Today’s Totally Random
Lines
England hath long been mad and scarr’d herself;
The brother blindly shed the brother’s
blood,
The father rashly slaughter’d his own son,
The son, compell’d, been butcher to the
sire:
All this divided York and Lancaster,
Divided in their dire division,
O, now let Richmond and Elizabeth,
The true succeeders of each royal house,
By God’s fair ordinance conjoin together!
Earl of
Richmond (later Henry VII)
King Richard the Third Act V, Scene v, Line 27
This is the
last speech of the play, which is the last play in the series that covered the
Wars of the Roses. The Earl of Richmond has just won the battle of Bosworth Field in which
Richard the Third was killed. So the wars, which started with the overthrow of
Richard II, end with the Death of Richard III. In between the two Richards, a bunch of
other Henry’s and a few Edwards get to oversee the turmoil that the Earl is
talking about in Today’s Lines: fathers slaughtering sons and sons butchering
sires.
Boy, I can’t help it but this stuff, like so much else of Will’s material, keeps reminding me of today’s world: more specifically our divided country. And don’t try to tell me it’s not divided. Where is our Earl of Richmond. I’m not really seeing him/her anywhere.

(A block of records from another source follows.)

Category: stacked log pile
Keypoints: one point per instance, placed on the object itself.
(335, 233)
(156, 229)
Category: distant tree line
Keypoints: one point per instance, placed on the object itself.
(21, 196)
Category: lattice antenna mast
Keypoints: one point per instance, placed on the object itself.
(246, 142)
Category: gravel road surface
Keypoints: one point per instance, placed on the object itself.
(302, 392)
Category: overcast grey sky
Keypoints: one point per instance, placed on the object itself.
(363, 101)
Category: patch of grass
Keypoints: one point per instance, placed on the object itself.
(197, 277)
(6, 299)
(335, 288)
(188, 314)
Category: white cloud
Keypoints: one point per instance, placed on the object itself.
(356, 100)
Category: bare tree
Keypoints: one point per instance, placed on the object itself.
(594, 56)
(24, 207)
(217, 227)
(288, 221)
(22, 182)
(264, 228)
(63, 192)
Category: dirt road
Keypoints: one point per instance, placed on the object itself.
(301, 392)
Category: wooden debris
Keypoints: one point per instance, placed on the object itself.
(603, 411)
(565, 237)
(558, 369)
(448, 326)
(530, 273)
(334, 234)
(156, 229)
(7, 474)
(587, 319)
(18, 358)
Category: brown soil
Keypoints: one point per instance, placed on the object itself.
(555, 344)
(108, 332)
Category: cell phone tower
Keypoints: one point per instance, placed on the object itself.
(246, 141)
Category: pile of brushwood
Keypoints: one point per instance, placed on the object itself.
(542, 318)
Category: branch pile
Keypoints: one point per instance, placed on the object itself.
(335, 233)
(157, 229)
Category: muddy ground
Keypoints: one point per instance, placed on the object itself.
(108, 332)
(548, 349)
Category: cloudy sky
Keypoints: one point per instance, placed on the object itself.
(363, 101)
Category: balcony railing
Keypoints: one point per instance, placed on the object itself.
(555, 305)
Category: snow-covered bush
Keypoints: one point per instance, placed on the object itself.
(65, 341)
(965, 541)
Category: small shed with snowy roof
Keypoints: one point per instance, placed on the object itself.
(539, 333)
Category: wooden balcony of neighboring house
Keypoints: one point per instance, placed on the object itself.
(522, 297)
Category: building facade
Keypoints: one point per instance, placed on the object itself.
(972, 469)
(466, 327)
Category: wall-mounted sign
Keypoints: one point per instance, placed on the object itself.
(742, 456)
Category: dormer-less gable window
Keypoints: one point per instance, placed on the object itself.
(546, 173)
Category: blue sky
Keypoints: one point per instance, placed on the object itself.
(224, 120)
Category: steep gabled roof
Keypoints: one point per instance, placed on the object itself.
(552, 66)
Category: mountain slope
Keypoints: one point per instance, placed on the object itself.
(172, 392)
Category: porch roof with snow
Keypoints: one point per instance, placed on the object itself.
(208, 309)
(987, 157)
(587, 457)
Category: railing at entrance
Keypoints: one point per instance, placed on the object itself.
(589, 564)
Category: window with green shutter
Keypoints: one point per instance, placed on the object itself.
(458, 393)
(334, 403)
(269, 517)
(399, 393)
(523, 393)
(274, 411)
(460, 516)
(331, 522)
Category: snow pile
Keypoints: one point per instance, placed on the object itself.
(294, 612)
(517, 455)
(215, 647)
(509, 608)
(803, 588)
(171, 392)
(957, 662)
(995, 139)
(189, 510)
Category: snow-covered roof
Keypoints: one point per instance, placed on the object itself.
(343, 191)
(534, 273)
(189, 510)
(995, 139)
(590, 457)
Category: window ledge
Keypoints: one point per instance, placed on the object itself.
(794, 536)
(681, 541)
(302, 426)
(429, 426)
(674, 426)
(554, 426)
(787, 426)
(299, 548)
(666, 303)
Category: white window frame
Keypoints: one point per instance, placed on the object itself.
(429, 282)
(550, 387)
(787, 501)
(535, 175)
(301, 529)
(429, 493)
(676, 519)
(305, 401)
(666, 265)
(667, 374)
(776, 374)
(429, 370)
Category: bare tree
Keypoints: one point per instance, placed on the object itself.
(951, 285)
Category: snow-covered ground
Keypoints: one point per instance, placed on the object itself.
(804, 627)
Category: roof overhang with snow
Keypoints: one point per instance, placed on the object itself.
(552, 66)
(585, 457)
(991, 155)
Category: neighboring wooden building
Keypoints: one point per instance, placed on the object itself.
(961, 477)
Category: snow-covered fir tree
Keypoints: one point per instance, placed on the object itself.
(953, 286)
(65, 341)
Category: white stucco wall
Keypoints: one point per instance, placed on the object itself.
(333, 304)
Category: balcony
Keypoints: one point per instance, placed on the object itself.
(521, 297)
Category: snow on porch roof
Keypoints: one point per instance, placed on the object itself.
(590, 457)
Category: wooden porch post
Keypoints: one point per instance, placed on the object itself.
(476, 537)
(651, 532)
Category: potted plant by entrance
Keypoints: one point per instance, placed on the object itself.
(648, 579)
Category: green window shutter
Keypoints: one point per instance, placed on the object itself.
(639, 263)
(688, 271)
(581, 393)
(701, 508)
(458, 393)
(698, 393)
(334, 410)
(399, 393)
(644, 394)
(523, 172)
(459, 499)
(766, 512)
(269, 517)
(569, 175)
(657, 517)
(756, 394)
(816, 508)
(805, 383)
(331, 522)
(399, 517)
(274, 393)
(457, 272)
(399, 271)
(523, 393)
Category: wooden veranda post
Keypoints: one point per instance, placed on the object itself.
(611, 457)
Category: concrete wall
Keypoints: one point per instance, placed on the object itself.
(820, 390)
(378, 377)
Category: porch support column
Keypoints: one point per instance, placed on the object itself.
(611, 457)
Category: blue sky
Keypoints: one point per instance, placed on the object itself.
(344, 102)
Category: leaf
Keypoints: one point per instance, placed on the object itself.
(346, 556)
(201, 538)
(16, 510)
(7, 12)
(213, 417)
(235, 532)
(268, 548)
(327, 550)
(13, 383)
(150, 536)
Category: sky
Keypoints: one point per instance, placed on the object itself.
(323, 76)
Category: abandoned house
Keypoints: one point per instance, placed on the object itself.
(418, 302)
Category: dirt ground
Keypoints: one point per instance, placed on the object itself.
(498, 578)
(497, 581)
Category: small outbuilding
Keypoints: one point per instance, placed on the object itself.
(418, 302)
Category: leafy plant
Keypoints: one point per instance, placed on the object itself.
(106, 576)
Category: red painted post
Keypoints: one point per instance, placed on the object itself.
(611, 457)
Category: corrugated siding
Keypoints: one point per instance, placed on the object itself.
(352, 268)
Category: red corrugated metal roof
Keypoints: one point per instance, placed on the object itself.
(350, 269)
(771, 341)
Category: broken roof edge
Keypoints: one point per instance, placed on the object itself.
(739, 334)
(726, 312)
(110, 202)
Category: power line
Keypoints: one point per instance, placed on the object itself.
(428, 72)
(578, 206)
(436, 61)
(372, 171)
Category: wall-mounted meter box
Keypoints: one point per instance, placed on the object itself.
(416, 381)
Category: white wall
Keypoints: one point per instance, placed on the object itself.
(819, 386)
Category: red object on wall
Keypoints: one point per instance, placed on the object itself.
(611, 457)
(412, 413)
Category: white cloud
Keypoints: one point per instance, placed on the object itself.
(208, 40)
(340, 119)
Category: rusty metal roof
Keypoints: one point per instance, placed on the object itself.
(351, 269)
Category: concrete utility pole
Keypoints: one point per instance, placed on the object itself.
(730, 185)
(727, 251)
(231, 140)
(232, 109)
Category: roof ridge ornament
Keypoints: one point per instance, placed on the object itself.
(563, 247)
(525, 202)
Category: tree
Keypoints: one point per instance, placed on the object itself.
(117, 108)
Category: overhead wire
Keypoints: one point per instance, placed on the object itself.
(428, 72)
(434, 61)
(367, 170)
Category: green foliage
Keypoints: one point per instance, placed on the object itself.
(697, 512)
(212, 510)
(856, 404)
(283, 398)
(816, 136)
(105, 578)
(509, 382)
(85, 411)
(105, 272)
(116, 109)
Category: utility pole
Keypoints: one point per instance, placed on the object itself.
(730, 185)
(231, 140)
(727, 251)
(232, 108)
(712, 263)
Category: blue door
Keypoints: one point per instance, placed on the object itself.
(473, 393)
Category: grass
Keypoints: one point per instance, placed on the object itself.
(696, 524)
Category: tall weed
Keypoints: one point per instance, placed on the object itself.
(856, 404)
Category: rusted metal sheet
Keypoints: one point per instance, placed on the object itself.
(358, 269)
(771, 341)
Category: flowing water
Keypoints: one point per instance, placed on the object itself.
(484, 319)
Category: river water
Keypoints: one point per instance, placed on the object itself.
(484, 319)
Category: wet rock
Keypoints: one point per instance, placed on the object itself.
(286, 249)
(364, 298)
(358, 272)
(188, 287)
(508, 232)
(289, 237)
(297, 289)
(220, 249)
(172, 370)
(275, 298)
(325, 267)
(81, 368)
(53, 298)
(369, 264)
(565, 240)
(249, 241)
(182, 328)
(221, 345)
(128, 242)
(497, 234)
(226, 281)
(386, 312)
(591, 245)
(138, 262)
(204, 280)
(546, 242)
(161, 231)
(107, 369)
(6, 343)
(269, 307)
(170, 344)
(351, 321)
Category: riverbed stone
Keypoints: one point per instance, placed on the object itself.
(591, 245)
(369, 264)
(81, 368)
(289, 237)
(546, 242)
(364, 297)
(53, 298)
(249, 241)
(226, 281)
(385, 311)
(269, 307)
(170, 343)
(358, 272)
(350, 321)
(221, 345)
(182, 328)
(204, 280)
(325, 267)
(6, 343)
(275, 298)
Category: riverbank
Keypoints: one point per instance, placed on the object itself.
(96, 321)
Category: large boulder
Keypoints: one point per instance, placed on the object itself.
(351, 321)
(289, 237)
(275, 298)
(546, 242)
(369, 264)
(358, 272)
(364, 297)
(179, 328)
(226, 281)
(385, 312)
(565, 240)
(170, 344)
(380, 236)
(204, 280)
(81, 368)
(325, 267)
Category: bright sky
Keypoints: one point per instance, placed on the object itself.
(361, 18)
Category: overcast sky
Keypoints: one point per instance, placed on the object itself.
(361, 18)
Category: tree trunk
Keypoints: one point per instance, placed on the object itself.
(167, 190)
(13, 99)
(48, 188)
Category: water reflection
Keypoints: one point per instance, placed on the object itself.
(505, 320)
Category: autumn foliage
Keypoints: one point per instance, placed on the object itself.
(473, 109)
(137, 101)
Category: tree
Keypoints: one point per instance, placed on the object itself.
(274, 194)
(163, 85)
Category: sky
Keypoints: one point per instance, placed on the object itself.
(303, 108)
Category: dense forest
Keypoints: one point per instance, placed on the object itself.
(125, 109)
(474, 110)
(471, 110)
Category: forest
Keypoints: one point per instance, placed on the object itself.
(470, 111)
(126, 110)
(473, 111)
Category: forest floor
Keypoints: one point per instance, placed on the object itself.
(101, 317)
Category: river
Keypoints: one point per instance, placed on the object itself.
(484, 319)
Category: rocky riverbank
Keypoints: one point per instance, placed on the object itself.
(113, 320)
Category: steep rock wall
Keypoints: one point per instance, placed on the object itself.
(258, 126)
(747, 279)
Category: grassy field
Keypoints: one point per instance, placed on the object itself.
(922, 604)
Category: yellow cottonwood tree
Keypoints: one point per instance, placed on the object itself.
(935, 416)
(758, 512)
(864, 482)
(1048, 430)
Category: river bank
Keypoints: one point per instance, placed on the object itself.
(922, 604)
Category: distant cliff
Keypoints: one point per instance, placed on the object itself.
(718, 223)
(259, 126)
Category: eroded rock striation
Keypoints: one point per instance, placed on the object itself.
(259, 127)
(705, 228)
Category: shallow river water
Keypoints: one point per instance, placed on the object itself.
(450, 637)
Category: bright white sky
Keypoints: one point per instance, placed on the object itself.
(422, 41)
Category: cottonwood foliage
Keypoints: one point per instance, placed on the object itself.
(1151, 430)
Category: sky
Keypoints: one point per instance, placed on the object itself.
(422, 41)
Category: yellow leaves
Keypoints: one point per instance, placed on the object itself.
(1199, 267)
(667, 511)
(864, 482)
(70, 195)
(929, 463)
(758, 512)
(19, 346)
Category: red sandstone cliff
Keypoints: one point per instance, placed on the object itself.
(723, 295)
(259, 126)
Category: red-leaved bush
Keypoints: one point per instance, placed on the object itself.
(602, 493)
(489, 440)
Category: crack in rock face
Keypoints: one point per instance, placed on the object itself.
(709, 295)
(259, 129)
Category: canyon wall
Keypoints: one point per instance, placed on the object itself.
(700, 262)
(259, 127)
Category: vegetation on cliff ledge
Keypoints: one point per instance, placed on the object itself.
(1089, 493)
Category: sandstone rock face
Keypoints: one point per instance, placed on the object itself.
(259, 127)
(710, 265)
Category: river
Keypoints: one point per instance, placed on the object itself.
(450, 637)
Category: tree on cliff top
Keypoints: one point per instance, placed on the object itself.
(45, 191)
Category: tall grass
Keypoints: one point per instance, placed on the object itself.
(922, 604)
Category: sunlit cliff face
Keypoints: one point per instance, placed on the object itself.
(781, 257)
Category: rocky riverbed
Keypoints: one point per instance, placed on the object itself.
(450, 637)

Do you want to know where we can find him/her? We can find them in someone
who’s willing to embrace a member of the other party as their running mate. Mitt
Romney and Pete Buttigieg. Gavin Newsom and Liz Cheney. It’s going to take
something bold like that to make it work. Otherwise it’s going to continue to
be more of the same.
What’s that? It’s
time to pull up? Okay, you’re right. I’ll pull up.
Ahhh, to be as carefree as my little friend here.
‘Tis a consummation devoutly to be wished.
Wait,
that’s Hamlet, not Richard the Third. Sorry.